Because of the nervous system’s privileged role for controlling behavior, the neurobiology of appetite is key for understanding how procurement and ingestion of food is regulated. Over the past several years, new tools for cell type-specific neuron activity monitoring and perturbation have enabled increasingly detailed analyses of the mechanisms underlying appetite-control systems. Three major neural circuits have been identified that strongly and acutely influence appetite but with notably different characteristics. Although these circuits interact, they have distinct properties, and thus they appear to contribute to interlinked processes influencing appetite, thereby forming three “pillars” of appetite control.
(1) The first pillar involves the Agouti related protein-expressing (Agrp) neurons in the hypothalamic arcuate nucleus (ARC). These neurons elicit food intake, and, when activated, they also transmit a negative valence signal that may correspond to the unpleasant feelings attributed to hunger. AGRP neurons increase their activity during energy deficit, and a reduction of AGRP neuron firing is reinforcing. Despite the fact that external optogenetic or chemogenetic activation of these neurons drives food intake, they are normally rapidly suppressed just as food consumption commences, and thus are primarily involved in food seeking but are less likely to normally drive food consumption.
(2) The second pillar is comprised of circuits tied to consummatory behaviors that also mediates positive reinforcement, likely involving the lateral hypothalamus (LH). These circuits drive food consumption and are rewarding. Recordings from the neurons in the LH show diverse activity patterns that encompass multiple phases of food seeking and consumption.
(3) The third pillar involves Calcitonin gene-related peptide (CGRP) neurons in the parabrachial nucleus (PBN) which potently suppress eating when activated, but these neurons do not increase food intake when inhibited. PBN-CGRP neurons are activated by signals associated with food intake, and they provide a signal of satiety that has negative valence when strongly activated.
At a first approximation, these three systems appear to fit together in a roughly sequential manner.
The lab’s research is directed towards identify the cell types that mediate these distinct appetitive processes. This relies heavily on deep-brain imaging as an unambiguous measure of the timing of neuronal dynamics. In addition, we compare multiple behavior states during imaging of the same animals so that we can contrast the role of neurons in hunger, thirst, and fear to assess the behavioral state specificity of the dynamics that we measure.
Hacking need states
We found that we could ‘hack’ the hunger system in mice by cell-type-selective activation of a molecularly defined hypothalamic population called AGRP neurons. Cell type-specific AGRP neuron activation induced a virtual starvation state even in well-fed mice, eliciting voracious eating within minutes. The amount eaten was proportional to the level of activity in AGRP neurons, and the motivation was specific for consumption of food over water. This showed that AGRP neurons could serve as an entry point for studying a goal-directed motivated behavior.

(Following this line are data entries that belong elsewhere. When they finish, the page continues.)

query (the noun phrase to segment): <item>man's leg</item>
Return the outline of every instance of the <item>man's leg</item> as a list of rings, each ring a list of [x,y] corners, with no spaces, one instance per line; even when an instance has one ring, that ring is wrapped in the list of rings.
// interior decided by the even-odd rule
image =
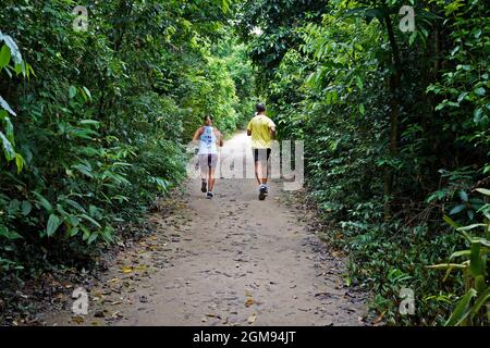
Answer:
[[[215,188],[216,183],[216,166],[218,164],[218,156],[217,154],[209,154],[209,181],[208,181],[208,198],[212,198],[212,189]]]

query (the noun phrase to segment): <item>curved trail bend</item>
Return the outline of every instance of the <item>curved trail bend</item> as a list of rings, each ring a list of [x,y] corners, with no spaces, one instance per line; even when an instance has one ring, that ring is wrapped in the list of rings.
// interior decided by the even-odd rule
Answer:
[[[226,141],[223,160],[242,159],[248,141],[243,133]],[[184,186],[170,216],[150,216],[155,234],[89,289],[88,315],[73,318],[69,299],[47,324],[364,325],[363,295],[343,285],[342,260],[281,182],[266,201],[252,178],[218,179],[212,200],[199,179]]]

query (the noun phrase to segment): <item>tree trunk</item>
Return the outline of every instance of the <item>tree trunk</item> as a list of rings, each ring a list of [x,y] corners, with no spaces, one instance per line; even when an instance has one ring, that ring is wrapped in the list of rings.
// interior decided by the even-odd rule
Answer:
[[[399,136],[400,136],[400,99],[399,89],[402,80],[402,64],[400,60],[400,49],[393,32],[393,24],[391,22],[388,10],[384,15],[384,24],[387,25],[388,37],[392,51],[392,59],[394,71],[390,76],[390,158],[393,159],[397,153]],[[392,217],[391,198],[393,195],[394,171],[391,165],[384,167],[383,176],[383,194],[384,194],[384,221]]]

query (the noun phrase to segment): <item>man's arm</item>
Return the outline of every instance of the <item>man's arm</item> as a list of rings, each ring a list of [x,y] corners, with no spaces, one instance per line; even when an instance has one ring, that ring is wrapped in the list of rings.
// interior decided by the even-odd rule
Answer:
[[[196,133],[194,133],[193,142],[196,141],[200,137],[201,134],[203,134],[203,127],[200,127],[199,129],[196,130]]]
[[[248,126],[247,126],[247,136],[252,136],[252,121],[248,122]]]
[[[269,124],[270,134],[272,135],[272,138],[275,138],[275,124],[271,122]]]

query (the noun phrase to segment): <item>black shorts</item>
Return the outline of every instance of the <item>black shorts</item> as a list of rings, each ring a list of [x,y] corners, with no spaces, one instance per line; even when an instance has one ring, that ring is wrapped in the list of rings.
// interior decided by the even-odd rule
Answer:
[[[270,159],[271,152],[272,149],[254,149],[254,161],[267,162]]]

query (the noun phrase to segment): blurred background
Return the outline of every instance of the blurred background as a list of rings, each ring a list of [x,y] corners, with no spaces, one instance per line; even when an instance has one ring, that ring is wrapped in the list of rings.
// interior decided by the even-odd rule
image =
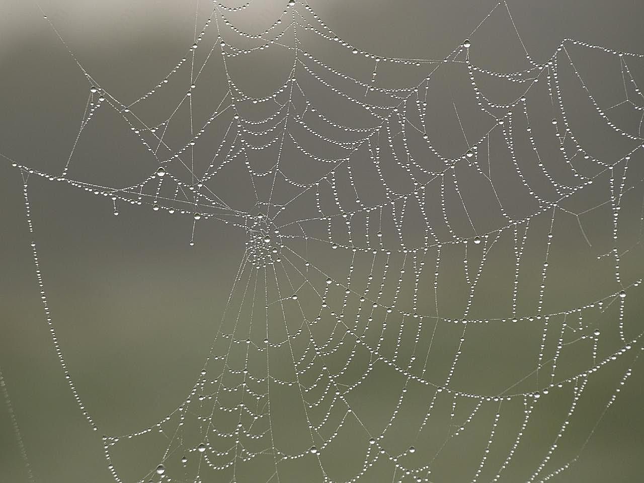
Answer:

Deconstructing hunger circuits
Because AGRP neurons are a single population that is sufficient to elicit intensive food-seeking behaviors, the axon projections of these neurons are well-suited to identify other hunger circuit nodes. We have discovered several circuits that induce robust food consumption. We have also developed new methods for synaptic silencing to explore the neural circuits underlying appetite as well as other need states.
Unpleasantness of need
Using electrical activity manipulations of AGRP neurons and deep-brain calcium imaging, we found a motivational mechanism for hunger that contributes to the difficulty of maintaining weight loss on a low calorie diet. We showed that AGRP neurons mediate food-seeking behavior by signaling the unpleasantness (i.e., negative valence) of hunger. Our imaging and neuron perturbation experiments indicate a new learning rule for homeostatic need states, where starvation-sensitive AGRP neurons motivate behavior by a negative valence signal. Inhibition of this pathway is mediated by food and is rewarding; consequently, food-seeking behavior is selectively reinforced in hunger over behaviors that don’t provide nutrients. AGRP neurons are the first neuron population found to elicit appetite by mediating the unpleasant aspects of hunger. Interestingly, we discovered that a different set of neurons, which elicit thirst, also transmit a negative valence signal. Thus, this mechanism appears to be generalizable to another need state.
Molecular control points for hunger
To bridge the basic science of neural circuits with therapeutic strategies for obesity and eating disorders, we have used methods for cell-type-specific transcriptomics of AGRP neurons and another important population called POMC neurons. We have identified several receptors, ion channels, and neuropeptides that increase or decrease appetite as well as hundreds of other candidates for appetite-regulatory pathways. Using these molecular control points for AGRP neuron activity may ultimately be important for developing non-surgical weight loss strategies, which would have important societal impact to counteract obesity.